Vaccine hesitancy among Filipinos – as informal consultations and surveys have shown – is directed mainly at vaccines made in China. This is where it is suggested that top government officials lead by example and get the shots in public.

Since the announcement of the availability of 44 million doses under the COVAX Facility, however, the government’s interest in the Chinese vaccines seems to have flagged somewhat.

There’s still that donation of 500,000 CoronaVac doses from Beijing, developed by private Chinese pharma Sinovac. We can’t be ungrateful and let vaccine hesitancy lead to the waste of half a million precious doses. But who will accept the Chinese vaccines, when the Western ones are already being rolled out here?

Not surprisingly, the answer is, give the shots to members of the military and police. The donation is enough for 250,000 soldiers and cops, at two doses each. Acceptance of the Sinovac shot could turn into a test of loyalty to the President and commander-in-chief, who looks like he’s getting the Pfizer jab.

That leaves the duty of leading by example (by getting the Sinovac shots in public) to the chiefs of the Armed Forces of the Philippines and Philippine National Police.

To ensure no wastage, the AFP and PNP should register its members who are willing to get the Sinovac shots, before the donated vaccines arrive. Who knows, if reliable tests show that the vaccine in fact works well, with high efficacy and no severely adverse side effects, the AFP and PNP vaccination could turn into an effective endorsement of China-made vaccines.

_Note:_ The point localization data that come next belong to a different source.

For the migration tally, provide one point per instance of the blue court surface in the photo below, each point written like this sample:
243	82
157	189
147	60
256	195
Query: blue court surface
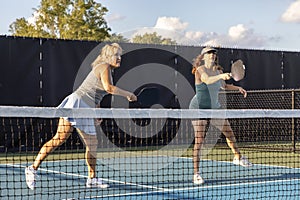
223	180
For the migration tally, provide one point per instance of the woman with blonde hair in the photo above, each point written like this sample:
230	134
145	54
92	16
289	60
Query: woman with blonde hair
209	79
89	94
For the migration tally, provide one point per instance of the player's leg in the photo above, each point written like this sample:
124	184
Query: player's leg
199	132
64	131
91	143
232	143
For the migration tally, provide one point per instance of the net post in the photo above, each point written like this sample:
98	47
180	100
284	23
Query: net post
293	124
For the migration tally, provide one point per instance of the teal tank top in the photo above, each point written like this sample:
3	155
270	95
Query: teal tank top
207	96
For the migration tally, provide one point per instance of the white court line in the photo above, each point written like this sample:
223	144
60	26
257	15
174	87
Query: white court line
83	176
162	190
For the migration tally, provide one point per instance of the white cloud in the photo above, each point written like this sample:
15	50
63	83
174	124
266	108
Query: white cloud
239	32
237	36
114	17
292	14
170	23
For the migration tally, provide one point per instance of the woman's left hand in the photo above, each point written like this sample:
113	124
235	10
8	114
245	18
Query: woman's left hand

But at this point, thanks largely to the secrecy surrounding the development of the vaccines, plus their smuggling into the Philippines and hush-hush use by the Presidential Security Group (PSG) in September last year, Filipinos’ distrust of jabs made in China is as deep as ever.

*      *      *

President Duterte had blabbed that the vaccine used in September was the one made by Chinese state-owned Sinopharm. To this day we don’t know who smuggled the vaccines and who got them; omerta is prized in this administration. But they must have worked well; yesterday Malacañang announced that the PSG was procuring 10,000 Sinopharm doses, after the Food and Drug Administration (FDA) approved the shots for compassionate use.

The PNP, AFP and PSG members who will accept the Chinese jabs aren’t considered to be jumping the vaccination line. Instead they are seen as guinea pigs who can’t afford to be choosy.

The 44 million doses under COVAX will need to be augmented with about 90 million more to cover at least 70 percent of our population for herd immunity.

Faced with resistance to Chinese vaccines, we may turn to the Russians.

*      *      *

The Russian jab, Sputnik V, received a major confidence boost with the publication of a peer-reviewed study in the respected medical journal The Lancet, which reported that the vaccine developed by Gamaleya Research Institute in Moscow had a 91.6 percent efficacy against COVID.

Kirill Dmitriev, CEO of Russia’s sovereign wealth fund, the Russian Direct Investment Fund, which financed the Sputnik V project, is proud to report that the vaccine uses the long-tested conventional methodology in vaccine development rather than the untested messenger RNA technology, which allowed Pfizer, Moderna and AstraZeneca to roll out their jabs in record time.

Sputnik V also requires only regular refrigeration temperature for storage, Dmitriev told us Tuesday night on “The Chiefs” on Cignal TV’s OneNews. Russia also says the vaccine provides long-term immunity, although this can be established with certainty only after the passage of time.

The Russians have filed for emergency use authorization for Sputnik V from the Philippines’ FDA. Recent reports said the FDA is still waiting for the submission of certain documents. Dmitriev, however, told us that as far as they are concerned, all the necessary documents have already been submitted and are in order.

He says Russia is capable of large-scale production of Sputnik V, which will cost only about half the price of Western vaccines. I’m not sure if he was referring to the no-profit, no-loss price of P500 we’re paying for the UK’s AstraZeneca-Oxford jab.

Procuring from different sources, we might yet have a COVID-free, merry Christmas 2021, and a truly happy New Year in 2022. That is if the vaccine rollout is efficient, and no jab is wasted.